Immunzellen gegen Tumoren
Wie sich Immunzellen in direkter Umgebung von bösartigen Tumoren verhalten, ist entscheidend für ihre erfolgreiche Bekämpfung. KI-gestützte Modelle könnten das Verhalten simulieren und damit Therapien verbessern.
Schon heute profitieren Krebspatientinnen und -patienten von Immunzelltherapien. Die Behandlungen sind verschieden, doch es geht immer darum, Immunzellen zu aktivieren, damit sie bösartige Zellen erkennen und eliminieren. Normalerweise kümmert sich unser Immunsystem ohne fremde Hilfe um die Abwehr von Krebszellen. Doch die bösartigen Zellen haben Strategien entwickelt, um diese Abwehr zu umgehen. „Die Krebszellen schütten zum Beispiel Stoffe aus, die anti-entzündlich wirken und die dem Körper signalisieren: Hier ist alles in Ordnung, hier müssen die Immunzellen nicht aktiv werden“, erläutert Kevin Thurley vom Universitätsklinikum Bonn. Immuntherapien bringen die Immunzellen in der Umgebung des Tumors wieder dazu, ihre Arbeit zu verrichten. Es gibt jedoch viele verschiedene Arten von Immunzellen. Erst wenn Klarheit darüber herrscht, welche sich in der Nähe des Tumors aufhalten und wie sie miteinander interagieren, lässt sich die Wirkung der Immunzelltherapien besser vorhersagen.
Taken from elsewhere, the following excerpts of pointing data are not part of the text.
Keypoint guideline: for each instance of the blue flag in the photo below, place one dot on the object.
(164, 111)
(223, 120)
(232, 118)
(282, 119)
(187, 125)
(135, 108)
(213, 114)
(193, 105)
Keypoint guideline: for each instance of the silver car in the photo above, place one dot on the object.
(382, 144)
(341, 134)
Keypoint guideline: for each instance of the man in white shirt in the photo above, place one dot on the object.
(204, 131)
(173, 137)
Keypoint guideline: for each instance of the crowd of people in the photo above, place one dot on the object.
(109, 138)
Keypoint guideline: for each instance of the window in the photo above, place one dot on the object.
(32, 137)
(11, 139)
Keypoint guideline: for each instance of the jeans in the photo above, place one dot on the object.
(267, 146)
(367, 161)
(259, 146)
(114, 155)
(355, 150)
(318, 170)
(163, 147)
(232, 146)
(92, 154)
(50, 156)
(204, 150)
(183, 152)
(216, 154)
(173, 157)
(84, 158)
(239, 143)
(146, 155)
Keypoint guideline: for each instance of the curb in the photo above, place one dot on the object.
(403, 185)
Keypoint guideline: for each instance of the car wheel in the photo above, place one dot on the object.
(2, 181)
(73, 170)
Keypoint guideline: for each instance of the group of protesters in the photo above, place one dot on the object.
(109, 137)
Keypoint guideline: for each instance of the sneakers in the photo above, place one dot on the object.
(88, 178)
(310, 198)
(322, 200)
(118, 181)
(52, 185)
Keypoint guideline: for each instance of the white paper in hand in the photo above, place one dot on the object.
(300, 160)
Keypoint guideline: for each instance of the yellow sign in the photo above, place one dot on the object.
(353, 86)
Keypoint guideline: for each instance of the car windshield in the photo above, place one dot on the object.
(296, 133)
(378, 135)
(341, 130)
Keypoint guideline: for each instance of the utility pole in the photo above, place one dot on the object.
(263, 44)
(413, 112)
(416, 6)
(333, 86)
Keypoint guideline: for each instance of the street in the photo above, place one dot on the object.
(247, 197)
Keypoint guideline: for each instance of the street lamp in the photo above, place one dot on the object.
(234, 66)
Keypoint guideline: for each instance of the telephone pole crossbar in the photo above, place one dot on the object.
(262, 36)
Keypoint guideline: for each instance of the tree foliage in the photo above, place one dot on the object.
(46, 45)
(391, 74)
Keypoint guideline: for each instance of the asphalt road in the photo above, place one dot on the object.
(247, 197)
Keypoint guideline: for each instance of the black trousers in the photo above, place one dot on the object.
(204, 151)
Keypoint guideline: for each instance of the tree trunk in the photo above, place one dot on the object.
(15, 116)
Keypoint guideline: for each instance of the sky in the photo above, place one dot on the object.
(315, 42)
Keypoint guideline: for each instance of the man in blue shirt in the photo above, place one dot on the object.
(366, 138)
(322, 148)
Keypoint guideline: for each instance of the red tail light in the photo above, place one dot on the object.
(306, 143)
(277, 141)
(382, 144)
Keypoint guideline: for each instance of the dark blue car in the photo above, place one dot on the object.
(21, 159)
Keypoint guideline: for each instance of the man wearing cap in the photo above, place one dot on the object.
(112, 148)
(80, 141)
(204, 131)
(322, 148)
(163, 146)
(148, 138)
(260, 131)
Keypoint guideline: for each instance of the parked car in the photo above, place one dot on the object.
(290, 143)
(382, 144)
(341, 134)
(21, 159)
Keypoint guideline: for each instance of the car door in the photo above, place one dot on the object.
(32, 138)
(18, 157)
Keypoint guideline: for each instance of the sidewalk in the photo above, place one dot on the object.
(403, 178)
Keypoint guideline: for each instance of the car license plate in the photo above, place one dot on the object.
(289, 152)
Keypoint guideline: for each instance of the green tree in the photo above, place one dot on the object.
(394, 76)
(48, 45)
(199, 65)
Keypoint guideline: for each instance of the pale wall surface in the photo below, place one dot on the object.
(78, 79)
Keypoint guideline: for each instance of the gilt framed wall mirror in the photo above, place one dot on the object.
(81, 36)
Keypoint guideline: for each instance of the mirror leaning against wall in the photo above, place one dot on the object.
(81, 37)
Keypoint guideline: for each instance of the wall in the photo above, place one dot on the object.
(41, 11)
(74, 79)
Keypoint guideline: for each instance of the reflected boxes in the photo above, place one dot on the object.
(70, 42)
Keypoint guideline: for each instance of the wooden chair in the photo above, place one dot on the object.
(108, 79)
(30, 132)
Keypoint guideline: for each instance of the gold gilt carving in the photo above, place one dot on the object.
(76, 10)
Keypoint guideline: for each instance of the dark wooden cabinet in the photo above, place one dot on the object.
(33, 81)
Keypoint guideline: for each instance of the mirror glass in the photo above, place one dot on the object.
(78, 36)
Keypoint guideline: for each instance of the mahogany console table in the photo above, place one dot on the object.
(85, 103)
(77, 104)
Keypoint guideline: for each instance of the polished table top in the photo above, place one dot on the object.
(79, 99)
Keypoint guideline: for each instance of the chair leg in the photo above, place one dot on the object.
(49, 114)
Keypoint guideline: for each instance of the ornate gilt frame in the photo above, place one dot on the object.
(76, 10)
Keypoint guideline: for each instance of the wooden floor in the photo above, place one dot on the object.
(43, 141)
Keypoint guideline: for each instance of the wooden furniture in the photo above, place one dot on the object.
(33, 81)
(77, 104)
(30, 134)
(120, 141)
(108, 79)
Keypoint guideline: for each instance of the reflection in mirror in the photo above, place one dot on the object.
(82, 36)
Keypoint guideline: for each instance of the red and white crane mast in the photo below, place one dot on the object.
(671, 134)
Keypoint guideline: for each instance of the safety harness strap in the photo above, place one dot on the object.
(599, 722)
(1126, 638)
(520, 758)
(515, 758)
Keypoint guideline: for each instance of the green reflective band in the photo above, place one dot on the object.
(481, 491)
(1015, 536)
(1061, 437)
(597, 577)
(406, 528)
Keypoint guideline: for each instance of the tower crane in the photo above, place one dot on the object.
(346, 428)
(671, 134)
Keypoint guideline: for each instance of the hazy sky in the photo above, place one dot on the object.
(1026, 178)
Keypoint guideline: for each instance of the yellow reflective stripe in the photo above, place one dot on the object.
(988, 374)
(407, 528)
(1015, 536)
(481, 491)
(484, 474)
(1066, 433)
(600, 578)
Neue Erkenntnisse durch Kooperation und KI
Im Verbundprojekt InterpretTME, das Kevin Thurley leitet, wollen Forschende der Universität und des Universitätsklinikums Bonn genau das erreichen. Ihre Untersuchungen sind äußerst komplex: „Wir schauen nicht nur eine Zelle an, sondern die Gesamtheit der Immunzellen in der Tumorumgebung“, sagt Thurley. „Dadurch bekommen wir ein besseres Bild davon, was dort eigentlich passiert.“ Dafür nutzen die Forschenden Bilddaten von Patientinnen und Patienten, die zunächst durch maschinelles Lernen, eine Methode der Künstlichen Intelligenz (KI), interpretiert und dann vom Computer modelliert werden. Diese Verbindung von KI und Modellierung ist neu, insbesondere für eine so unübersichtliche Situation wie die Umgebung eines Tumors. Doch das fachübergreifende Konsortium aus den Bereichen biophysikalische Modellierung, KI und experimentelle Immuno-Onkologie stellt sich dieser Herausforderung. Neben Kevin Thurley sind Jan Hasenauer, Michael Hölzel, Marieta Toma und Alexander Effland maßgeblich daran beteiligt.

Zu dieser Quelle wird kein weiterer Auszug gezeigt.